Every Saturday the hurdy-gurdy man played in front of our house on top of a hill in Roslindale, Mass. People would gather to wait for him. He had a little monkey with him that he'd let down on the ground. When the man turned the crank on the hurdy-gurdy and the music began to play, the monkey would jump up and down - so excited and happy, it seemed.
It was 1916, and I was 4 years old.
The music made me feel like hopping up and down, too. Soon I was dancing, kicking, and pirouetting - leaping and skipping to the music. When the show was over, the monkey would go around with a tin cup and accept money from onlookers.
One Saturday when I was dancing, my Aunt Selma (Pa's sister) was watching. She told my Ma that I should take lessons. My aunt said she would pay for them. And so I began to study in what was then the best dance school in Boston: the Lilla Viles Wyman School.

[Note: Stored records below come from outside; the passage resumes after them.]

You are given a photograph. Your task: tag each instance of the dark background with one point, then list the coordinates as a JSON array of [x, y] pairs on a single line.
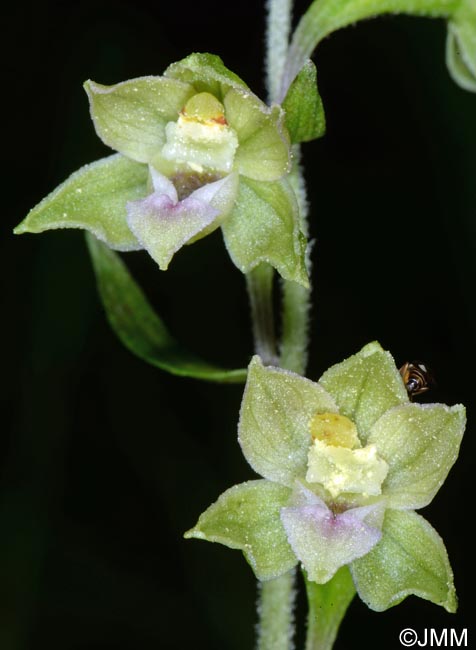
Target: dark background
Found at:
[[105, 461]]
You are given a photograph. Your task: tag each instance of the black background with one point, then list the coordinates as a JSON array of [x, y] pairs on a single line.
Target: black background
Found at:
[[105, 461]]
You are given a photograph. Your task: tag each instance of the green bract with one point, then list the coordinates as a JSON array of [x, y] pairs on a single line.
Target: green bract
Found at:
[[197, 149], [345, 462]]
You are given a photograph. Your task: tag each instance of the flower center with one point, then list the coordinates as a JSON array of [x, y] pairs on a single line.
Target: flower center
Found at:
[[338, 462], [201, 139]]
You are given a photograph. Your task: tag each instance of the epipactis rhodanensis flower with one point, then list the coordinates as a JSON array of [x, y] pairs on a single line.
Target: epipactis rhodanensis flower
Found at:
[[197, 150], [346, 462]]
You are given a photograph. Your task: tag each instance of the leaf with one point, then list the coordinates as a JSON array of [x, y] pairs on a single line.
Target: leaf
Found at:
[[274, 428], [305, 118], [461, 45], [326, 16], [409, 559], [131, 116], [264, 227], [246, 517], [457, 67], [139, 328], [93, 198], [420, 443], [365, 386], [328, 604]]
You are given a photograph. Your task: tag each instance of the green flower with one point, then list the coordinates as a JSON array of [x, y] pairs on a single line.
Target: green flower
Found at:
[[346, 462], [196, 150]]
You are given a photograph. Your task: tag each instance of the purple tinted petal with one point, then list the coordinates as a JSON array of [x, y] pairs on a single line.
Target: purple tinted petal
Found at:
[[163, 226], [162, 185], [324, 541]]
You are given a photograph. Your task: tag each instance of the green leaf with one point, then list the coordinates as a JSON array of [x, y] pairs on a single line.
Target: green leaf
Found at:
[[327, 607], [456, 65], [264, 227], [326, 16], [207, 73], [93, 198], [409, 559], [274, 428], [137, 325], [247, 517], [131, 116], [264, 151], [365, 386], [461, 45], [420, 443], [305, 118]]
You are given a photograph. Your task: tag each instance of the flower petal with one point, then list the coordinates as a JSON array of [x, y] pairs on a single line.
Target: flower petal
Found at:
[[131, 116], [264, 226], [420, 443], [246, 517], [207, 73], [365, 386], [163, 225], [93, 198], [274, 428], [264, 152], [410, 559], [323, 541]]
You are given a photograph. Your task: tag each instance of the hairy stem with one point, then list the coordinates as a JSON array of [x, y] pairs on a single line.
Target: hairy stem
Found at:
[[277, 40], [276, 600], [276, 597], [260, 290], [296, 298]]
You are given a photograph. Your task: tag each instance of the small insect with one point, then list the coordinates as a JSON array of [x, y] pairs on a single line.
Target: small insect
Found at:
[[416, 377]]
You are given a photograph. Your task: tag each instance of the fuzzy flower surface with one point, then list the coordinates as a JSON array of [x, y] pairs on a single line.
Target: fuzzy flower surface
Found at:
[[196, 150], [345, 463]]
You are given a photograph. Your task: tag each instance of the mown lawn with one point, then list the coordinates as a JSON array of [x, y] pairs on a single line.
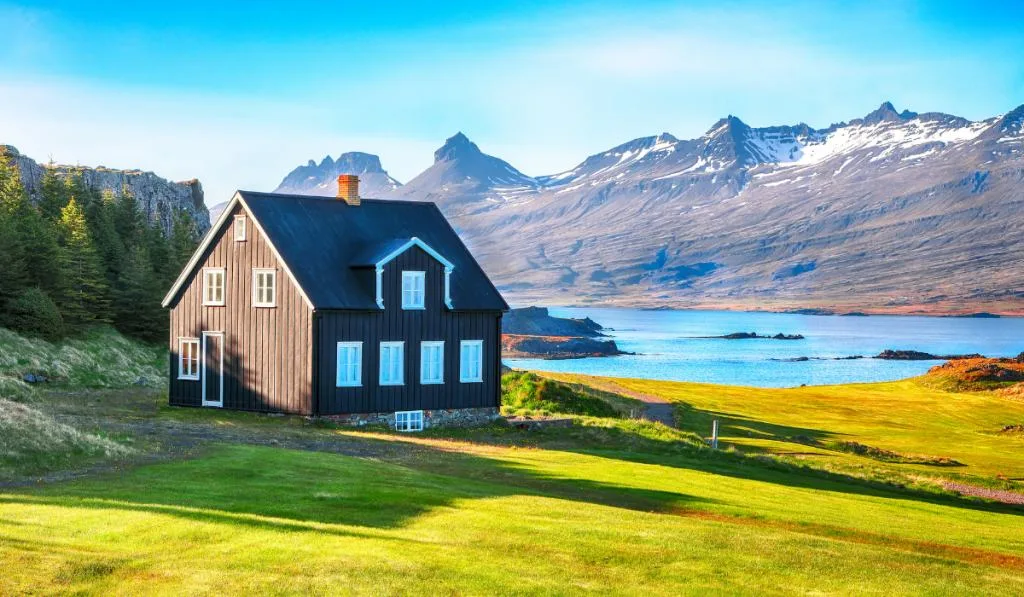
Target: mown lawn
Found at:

I had two older brothers, Henry and Eugene. My sister Eunice, age 10, was the oldest. My father was a well-known violinist and played in the Boston Pops Orchestra with conductor Arthur Fiedler.

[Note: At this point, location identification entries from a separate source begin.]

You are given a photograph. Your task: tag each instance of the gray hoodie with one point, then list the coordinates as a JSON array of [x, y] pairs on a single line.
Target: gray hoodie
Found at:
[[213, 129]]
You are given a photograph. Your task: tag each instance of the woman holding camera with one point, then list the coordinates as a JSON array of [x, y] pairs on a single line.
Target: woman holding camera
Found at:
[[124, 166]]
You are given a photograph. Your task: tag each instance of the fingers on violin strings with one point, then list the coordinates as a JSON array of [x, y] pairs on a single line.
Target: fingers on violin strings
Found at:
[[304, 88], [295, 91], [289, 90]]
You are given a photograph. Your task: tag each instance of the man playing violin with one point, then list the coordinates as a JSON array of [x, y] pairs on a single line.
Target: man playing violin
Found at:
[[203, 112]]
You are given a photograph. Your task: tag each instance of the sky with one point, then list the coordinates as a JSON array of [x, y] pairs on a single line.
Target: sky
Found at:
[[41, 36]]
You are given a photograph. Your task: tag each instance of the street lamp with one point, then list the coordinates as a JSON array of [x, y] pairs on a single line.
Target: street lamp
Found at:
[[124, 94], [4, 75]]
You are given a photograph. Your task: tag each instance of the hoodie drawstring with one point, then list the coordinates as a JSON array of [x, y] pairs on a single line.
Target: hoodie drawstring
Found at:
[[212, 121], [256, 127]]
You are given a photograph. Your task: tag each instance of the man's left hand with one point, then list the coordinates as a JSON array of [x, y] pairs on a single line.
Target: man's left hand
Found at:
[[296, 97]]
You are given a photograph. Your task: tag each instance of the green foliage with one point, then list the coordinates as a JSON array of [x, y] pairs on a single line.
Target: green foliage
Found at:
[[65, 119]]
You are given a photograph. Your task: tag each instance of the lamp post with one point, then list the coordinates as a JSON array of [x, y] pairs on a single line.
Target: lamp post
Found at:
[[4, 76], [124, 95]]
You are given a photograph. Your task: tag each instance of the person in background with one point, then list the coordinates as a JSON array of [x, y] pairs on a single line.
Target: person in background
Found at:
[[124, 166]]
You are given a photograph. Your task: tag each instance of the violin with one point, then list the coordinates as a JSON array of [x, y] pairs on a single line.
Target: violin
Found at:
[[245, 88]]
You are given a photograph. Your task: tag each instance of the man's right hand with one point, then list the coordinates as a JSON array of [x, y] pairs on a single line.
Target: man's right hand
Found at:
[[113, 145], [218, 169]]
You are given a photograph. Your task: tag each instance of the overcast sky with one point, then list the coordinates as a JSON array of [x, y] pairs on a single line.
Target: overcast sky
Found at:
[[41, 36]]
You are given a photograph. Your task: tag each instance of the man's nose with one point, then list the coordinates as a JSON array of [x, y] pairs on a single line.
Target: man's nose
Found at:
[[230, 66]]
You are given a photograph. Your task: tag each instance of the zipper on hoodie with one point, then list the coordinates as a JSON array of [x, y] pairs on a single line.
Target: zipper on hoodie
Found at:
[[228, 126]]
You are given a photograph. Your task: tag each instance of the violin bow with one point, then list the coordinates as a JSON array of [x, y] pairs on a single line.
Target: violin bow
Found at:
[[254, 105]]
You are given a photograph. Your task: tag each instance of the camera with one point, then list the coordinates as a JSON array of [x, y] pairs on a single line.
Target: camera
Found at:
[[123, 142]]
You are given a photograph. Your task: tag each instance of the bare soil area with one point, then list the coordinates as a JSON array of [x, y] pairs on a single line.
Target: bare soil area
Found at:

Soon my father signed up Henry for piccolo and flute lessons with Joseph Gilbert. Eugene began to study the cello with Rudolf Nagel. Gilbert and Nagel were members of the Boston Symphony Orchestra. Eunice was enrolled in piano at the Faelton School, and I started to learn monologues. Eunice and I took our lessons in the S.S. Pierce building in Boston.

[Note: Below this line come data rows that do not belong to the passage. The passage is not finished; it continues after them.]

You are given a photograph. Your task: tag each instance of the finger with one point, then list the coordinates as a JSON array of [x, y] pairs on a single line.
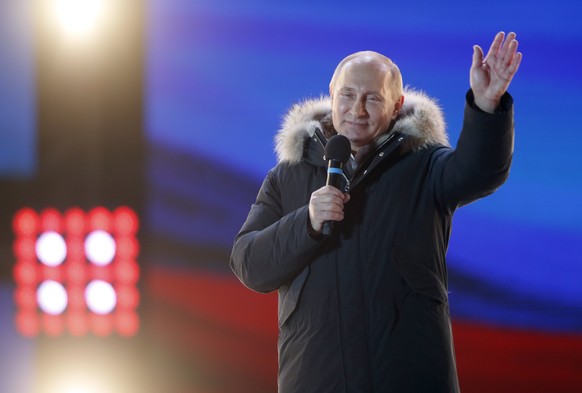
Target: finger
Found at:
[[477, 56], [331, 191], [495, 45], [514, 66], [509, 48]]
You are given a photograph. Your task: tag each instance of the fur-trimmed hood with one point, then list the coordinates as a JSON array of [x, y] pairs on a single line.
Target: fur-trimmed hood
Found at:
[[420, 117]]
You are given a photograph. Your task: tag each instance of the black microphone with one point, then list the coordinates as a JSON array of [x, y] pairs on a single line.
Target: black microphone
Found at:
[[337, 152]]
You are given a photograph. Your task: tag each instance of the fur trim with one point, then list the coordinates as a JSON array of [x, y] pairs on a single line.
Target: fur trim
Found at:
[[420, 117]]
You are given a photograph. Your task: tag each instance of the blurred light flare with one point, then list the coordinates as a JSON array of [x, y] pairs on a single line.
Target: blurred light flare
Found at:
[[100, 297], [52, 297], [51, 248], [100, 247], [78, 17], [76, 271]]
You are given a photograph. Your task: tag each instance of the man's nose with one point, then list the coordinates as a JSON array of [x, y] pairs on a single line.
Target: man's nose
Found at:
[[359, 108]]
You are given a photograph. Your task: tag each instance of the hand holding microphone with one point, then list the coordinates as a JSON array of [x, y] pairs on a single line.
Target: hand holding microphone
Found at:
[[327, 203]]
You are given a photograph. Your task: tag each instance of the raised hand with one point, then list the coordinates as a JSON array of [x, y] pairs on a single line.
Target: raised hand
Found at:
[[492, 74]]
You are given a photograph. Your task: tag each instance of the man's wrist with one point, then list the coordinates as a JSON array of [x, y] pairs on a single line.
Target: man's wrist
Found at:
[[489, 106]]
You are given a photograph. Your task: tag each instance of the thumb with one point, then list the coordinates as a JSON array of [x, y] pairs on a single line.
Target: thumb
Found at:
[[477, 56]]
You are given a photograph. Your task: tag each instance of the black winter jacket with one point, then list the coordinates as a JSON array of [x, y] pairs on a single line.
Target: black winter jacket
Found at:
[[366, 310]]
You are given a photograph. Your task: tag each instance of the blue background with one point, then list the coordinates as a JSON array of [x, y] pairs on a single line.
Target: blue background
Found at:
[[221, 74]]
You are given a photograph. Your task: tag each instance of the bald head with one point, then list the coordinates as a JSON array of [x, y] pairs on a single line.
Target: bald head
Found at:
[[393, 80]]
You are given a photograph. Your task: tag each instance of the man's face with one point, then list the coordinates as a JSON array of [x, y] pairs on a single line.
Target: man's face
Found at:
[[362, 104]]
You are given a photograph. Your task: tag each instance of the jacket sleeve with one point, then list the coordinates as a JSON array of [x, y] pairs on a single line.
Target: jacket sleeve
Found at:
[[480, 163], [271, 249]]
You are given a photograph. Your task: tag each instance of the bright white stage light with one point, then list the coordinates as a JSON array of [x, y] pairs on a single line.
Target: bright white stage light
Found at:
[[100, 247], [78, 16], [52, 297], [51, 248], [100, 297]]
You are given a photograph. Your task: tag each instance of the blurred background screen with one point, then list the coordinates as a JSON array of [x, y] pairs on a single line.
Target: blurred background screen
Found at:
[[171, 109]]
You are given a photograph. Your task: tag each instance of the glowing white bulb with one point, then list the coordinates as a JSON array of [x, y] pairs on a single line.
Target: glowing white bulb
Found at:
[[52, 297], [78, 16], [100, 247], [100, 297], [51, 248]]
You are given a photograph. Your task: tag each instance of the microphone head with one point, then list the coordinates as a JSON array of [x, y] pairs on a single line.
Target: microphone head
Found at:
[[338, 148]]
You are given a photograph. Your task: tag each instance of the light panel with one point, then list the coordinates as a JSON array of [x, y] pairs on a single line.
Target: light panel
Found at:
[[76, 272]]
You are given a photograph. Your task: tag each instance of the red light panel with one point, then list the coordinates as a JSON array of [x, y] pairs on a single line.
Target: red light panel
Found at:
[[76, 272]]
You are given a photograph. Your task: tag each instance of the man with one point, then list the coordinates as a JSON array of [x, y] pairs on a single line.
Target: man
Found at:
[[366, 308]]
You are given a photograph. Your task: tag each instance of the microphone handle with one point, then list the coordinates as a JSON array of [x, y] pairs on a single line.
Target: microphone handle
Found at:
[[327, 228], [334, 179]]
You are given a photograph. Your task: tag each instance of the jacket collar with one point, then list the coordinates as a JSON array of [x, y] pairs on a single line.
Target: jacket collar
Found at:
[[420, 119]]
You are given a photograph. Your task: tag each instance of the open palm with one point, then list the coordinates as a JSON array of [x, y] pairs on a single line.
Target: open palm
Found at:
[[492, 74]]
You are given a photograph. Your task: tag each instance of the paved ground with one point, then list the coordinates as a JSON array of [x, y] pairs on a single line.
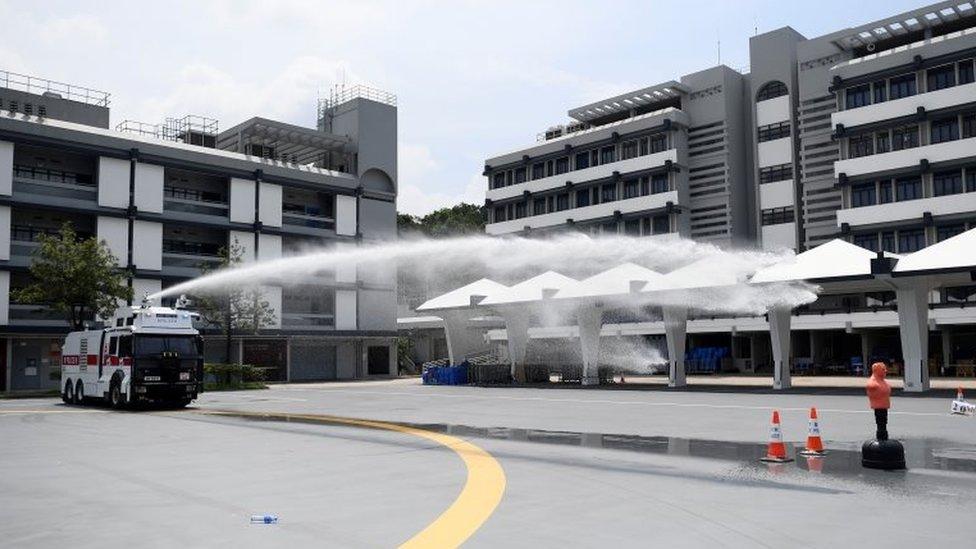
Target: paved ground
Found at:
[[583, 467]]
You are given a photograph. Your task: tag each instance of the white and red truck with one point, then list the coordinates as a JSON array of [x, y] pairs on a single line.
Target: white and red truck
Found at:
[[144, 354]]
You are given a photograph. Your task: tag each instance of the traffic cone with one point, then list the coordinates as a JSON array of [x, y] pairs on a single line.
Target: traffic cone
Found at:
[[814, 443], [776, 450]]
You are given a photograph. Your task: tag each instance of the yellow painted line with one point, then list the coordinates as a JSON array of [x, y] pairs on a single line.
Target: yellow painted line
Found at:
[[482, 490]]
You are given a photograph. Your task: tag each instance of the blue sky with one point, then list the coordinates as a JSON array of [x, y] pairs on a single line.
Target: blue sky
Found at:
[[473, 77]]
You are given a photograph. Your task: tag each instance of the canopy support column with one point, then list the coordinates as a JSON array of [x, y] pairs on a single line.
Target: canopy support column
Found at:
[[675, 332], [913, 326], [462, 341], [590, 321], [779, 335], [517, 333]]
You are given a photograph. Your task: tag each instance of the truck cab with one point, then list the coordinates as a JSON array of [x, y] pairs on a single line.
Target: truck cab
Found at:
[[145, 354]]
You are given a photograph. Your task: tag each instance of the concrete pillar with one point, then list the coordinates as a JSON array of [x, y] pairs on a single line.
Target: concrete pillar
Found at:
[[779, 335], [913, 325], [590, 320], [946, 349], [517, 333], [462, 340], [675, 332]]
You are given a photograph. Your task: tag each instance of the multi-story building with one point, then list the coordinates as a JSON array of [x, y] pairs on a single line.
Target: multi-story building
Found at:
[[669, 159], [166, 198], [866, 134]]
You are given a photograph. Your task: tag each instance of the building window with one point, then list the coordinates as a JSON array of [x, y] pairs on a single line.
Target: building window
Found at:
[[858, 96], [659, 183], [562, 165], [944, 183], [882, 142], [867, 241], [902, 86], [864, 194], [969, 125], [539, 206], [905, 137], [966, 72], [771, 90], [880, 91], [628, 150], [776, 216], [908, 188], [520, 175], [582, 198], [942, 77], [498, 180], [631, 188], [944, 232], [562, 202], [774, 131], [538, 171], [860, 146], [661, 224], [775, 173], [884, 192], [911, 240], [945, 129], [888, 241]]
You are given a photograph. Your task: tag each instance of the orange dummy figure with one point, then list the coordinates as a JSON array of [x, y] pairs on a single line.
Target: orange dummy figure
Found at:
[[879, 395]]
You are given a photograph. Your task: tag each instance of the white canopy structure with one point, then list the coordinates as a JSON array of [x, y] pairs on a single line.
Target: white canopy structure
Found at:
[[457, 308]]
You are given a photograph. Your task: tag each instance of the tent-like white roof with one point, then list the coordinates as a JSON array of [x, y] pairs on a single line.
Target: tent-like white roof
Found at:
[[531, 289], [837, 259], [461, 297], [953, 254], [615, 281]]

A few years later (I think I was 7), Pa decided we were good enough to form a troupe. We called ourselves "The Nettles."
Pa signed up with White's Entertainment Bureau in Boston. The show consisted of violin, cello, flute, piccolo, and piano performances. I performed monologues and danced. We also had "pianologues" and skits. The show lasted about two hours.
Mother was backstage. She took care of costumes and sent us onstage when it was our cue to perform. Bookings started coming in.
One summer when I was 9, White's wanted us to tour the Midwest with the Chautauqua Institution. It was founded on the Chautauqua Lake in New York in 1874 as an international center for arts, education, religion, and recreation.
We boarded the train at South Station in Boston. At night, I was assigned to an upper berth in the Pullman car. It was great fun to climb the ladder. As I lay in bed, I'd listen to the sounds of the wheels and feel the slight rolling - back and forth - as the train roared through the night.
The train was our only means of transportation between shows, which stretched from Ohio to Indiana to Illinois and back to Indiana.
The train windows had to be kept open for ventilation, so the ride was dirty and hot. Soot from the steam locomotive settled everywhere. The view out the train windows was mostly cornfields that stretched for miles. It was very flat country. We just kept going straight - on and on.
Sometimes we had to sleep in train stations. At times we stayed in private homes. Mother always carefully checked for bedbugs.
One time we were unpacking for a show and sirens blew. A tornado was heading toward us. We quickly packed up again and piled into a truck. It took us to safety across the Mississippi River, and we watched the tornado sweep through, taking the town with it.
On our travels, the food was greasy and the water was awful. At one restaurant, the chef baked us a blueberry pie as a special treat. But when Ma cut into it, she saw it was floating in grease. She could not eat any of it.
During that summer, we stopped in at least eight towns in Ohio, Indiana, and Illinois. Sometimes we put on two shows a day.
We did not tour with Chautauqua again. Pa said it was too hard on us. But the memories of this wonderful childhood are still with me.
Of course, the reasons for our success were my parents' love of their family, the strict discipline of my father, along with his talents, and practice, practice, practice.